R WQI Scoring – Comp Plan

Code was previously developed to complete WQI scoring in R (see: http://rpubs.com/mattshank20/R_srbWQI) . Since then, Dawn and Joanna compiled and cleaned data from 2000-2018, which resulted in 19,831 records. I took the dataset and:
1. replaced all non-detects (‘ND’) with the detection limit we used in the WQI development
2. increased any concentrations < detection limit to the detection limit we used in the WQI development
3. revised zeroing out schema to ONLY parameters with aquatic life use thresholds (Fe (>= 1.5 mg/L) and Al (>= 0.75 mg/L))

All signs point to success. 8,061 samples had enough data to be scored. WQI scores ranged from 4.2 - 96.3 There were 11,944, 13,118, and 9,612 scores generated for the Metals, Nutrients, and Development categories, respectively. Metals category scores ranged from 0-100, while nutrients and development category scores ranged from 0.2-100 and 0.6-100, respectively.

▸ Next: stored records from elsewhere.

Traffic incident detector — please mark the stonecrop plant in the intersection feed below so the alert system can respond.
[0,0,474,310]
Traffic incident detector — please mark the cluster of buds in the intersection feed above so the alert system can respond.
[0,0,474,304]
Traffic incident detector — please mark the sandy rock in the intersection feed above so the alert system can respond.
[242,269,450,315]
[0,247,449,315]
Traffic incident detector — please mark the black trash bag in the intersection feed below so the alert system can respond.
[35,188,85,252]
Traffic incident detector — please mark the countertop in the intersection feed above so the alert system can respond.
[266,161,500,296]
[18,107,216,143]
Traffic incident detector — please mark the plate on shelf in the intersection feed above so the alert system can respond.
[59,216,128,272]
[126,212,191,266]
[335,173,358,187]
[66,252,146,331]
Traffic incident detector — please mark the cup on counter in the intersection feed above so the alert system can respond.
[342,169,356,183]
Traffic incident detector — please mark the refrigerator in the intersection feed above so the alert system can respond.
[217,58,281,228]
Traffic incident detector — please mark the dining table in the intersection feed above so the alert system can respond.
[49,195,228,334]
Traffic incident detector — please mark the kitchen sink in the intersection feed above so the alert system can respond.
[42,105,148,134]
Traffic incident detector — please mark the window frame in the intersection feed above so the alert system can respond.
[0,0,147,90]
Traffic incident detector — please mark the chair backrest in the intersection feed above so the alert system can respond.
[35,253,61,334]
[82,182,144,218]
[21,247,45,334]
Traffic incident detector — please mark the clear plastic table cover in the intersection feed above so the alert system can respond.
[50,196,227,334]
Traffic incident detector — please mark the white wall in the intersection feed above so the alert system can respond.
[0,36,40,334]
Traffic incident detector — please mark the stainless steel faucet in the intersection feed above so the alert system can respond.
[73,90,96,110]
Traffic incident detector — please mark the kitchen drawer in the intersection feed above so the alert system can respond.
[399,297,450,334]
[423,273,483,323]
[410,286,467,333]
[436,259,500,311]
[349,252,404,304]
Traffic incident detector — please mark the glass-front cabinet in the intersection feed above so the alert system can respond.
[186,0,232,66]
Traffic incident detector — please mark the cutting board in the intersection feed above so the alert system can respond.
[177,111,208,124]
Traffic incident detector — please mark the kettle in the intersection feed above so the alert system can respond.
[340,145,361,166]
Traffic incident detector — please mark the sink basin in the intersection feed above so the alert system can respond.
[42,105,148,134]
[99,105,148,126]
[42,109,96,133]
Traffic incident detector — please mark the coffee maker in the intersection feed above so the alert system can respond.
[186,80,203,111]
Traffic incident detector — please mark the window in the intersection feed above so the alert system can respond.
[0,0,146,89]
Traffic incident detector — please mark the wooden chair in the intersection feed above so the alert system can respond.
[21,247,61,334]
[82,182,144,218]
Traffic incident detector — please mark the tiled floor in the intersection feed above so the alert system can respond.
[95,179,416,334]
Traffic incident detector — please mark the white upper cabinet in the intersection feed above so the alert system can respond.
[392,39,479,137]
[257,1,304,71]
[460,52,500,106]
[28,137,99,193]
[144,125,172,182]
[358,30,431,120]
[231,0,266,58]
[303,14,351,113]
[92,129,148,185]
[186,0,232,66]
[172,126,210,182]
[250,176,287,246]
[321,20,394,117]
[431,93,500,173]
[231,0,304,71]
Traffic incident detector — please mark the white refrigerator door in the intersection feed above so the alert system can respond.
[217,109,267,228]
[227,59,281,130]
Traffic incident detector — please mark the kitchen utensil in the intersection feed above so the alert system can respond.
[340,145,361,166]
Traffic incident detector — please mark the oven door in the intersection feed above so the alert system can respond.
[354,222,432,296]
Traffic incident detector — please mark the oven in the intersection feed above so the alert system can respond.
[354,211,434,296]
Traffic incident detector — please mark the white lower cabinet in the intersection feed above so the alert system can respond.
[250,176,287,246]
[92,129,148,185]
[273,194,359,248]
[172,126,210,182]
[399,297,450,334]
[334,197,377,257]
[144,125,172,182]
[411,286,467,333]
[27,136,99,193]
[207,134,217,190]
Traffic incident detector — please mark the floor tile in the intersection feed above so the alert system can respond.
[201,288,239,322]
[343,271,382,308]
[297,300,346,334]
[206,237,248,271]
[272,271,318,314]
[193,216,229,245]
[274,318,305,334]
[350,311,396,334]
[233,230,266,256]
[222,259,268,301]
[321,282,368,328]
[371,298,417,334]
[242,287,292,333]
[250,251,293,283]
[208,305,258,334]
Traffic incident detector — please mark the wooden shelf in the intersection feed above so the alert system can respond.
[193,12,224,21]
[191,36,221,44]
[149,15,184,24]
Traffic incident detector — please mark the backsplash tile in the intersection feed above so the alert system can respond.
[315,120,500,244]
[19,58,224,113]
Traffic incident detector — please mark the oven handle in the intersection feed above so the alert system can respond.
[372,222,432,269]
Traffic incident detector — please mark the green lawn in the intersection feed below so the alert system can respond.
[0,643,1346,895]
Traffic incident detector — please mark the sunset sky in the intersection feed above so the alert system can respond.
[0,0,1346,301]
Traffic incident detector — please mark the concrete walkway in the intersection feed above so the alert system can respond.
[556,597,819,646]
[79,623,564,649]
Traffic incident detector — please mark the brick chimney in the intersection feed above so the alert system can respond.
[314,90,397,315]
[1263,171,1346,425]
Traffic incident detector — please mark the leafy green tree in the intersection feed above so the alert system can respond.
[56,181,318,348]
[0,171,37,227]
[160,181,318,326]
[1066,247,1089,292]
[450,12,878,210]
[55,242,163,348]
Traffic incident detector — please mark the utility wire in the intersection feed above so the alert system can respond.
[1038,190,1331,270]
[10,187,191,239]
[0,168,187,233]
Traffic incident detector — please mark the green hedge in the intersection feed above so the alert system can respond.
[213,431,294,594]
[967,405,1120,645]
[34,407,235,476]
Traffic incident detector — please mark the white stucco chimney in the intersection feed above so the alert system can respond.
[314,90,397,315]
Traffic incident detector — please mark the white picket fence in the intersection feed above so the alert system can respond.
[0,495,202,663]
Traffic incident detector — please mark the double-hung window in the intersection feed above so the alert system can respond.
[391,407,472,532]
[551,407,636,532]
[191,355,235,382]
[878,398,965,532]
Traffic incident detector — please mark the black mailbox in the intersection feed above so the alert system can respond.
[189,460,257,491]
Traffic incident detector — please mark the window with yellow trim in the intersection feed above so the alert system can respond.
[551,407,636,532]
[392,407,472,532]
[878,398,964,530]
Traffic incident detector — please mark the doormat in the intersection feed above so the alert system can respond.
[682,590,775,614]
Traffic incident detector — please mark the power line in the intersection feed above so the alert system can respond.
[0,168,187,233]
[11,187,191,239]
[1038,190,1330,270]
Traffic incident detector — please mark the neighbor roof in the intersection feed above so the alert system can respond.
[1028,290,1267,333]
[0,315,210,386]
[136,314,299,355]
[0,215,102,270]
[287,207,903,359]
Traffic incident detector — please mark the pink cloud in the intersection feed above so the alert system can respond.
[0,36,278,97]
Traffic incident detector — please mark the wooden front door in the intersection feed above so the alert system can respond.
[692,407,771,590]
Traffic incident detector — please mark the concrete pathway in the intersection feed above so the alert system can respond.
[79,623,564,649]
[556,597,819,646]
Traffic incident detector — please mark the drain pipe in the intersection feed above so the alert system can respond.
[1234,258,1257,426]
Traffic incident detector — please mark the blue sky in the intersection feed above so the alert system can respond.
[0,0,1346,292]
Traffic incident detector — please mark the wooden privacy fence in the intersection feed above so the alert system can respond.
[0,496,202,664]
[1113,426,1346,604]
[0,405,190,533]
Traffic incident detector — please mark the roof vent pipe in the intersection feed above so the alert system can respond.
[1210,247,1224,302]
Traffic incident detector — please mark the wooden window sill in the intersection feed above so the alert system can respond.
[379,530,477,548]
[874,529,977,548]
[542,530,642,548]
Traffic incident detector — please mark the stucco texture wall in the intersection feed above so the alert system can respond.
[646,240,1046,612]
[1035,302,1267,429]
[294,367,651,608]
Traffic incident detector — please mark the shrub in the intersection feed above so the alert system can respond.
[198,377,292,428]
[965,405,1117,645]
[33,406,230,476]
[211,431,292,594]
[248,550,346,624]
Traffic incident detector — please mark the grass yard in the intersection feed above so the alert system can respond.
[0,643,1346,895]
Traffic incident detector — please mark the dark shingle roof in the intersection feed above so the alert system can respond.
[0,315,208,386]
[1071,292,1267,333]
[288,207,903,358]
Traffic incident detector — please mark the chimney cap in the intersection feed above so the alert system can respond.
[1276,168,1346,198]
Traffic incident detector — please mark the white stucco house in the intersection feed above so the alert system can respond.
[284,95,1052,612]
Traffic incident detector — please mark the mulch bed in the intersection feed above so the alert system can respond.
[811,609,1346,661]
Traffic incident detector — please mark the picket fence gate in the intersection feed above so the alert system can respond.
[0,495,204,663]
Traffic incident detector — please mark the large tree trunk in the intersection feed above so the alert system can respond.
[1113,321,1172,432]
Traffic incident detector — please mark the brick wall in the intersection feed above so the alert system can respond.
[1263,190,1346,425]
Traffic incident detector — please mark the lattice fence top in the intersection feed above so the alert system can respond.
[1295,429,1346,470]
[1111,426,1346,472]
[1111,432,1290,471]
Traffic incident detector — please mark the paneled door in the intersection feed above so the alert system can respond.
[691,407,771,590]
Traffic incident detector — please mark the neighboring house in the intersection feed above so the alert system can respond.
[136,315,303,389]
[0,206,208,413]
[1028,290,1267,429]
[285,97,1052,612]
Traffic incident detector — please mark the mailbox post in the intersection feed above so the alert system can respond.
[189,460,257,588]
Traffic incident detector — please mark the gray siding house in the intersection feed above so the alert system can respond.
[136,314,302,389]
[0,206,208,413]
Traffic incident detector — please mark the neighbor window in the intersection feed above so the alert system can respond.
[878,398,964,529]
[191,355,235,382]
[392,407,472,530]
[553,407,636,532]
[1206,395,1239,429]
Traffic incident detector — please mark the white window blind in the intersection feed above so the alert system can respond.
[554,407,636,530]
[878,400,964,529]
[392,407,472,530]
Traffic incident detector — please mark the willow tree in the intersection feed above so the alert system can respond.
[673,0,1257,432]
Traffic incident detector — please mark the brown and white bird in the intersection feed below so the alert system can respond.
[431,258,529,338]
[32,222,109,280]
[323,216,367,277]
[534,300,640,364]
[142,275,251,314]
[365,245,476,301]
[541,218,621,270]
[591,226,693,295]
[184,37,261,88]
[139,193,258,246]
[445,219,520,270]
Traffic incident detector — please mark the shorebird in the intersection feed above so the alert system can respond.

After the scores at the sample level were generated, I summarized scores by unique site (StationID – NOT AliasID (contains duplicates)). This way, when we average WQI scores by HUC10, each site will have equal influence; sample size will be tracked but not influence HUC10 level averages.

After averaging WQI by AliasID, there were 1,117 sites with enough data to generate an average WQI score. N ranged from 0-239 across sites. See below for the distribution of sites throughout our Classification.

Classification	N	%
Excellent	33	2.95
Good	280	25.1
Fair	412	36.9
Poor	257	23.0
Very Poor	135	12.1

Additionally, 1,573, 1,316, and 1,281 sites had enough data to calculate metals, nutrients, and development scores, respectively. The total number of sites with enough data to calculate at least one category score was 1,777.

Figure 1. Map of 1,117 sites with enough data to generate WQI scores, symbolized by mean WQI score using symbology consistent with report

Figure 2. Map of 1,777 sites with enough data to calculate at least one category score. Radio buttons allow layers to turn on and off. Layers include mean WQI and scores for each category, using color ramp symbology. Layers overlay one another.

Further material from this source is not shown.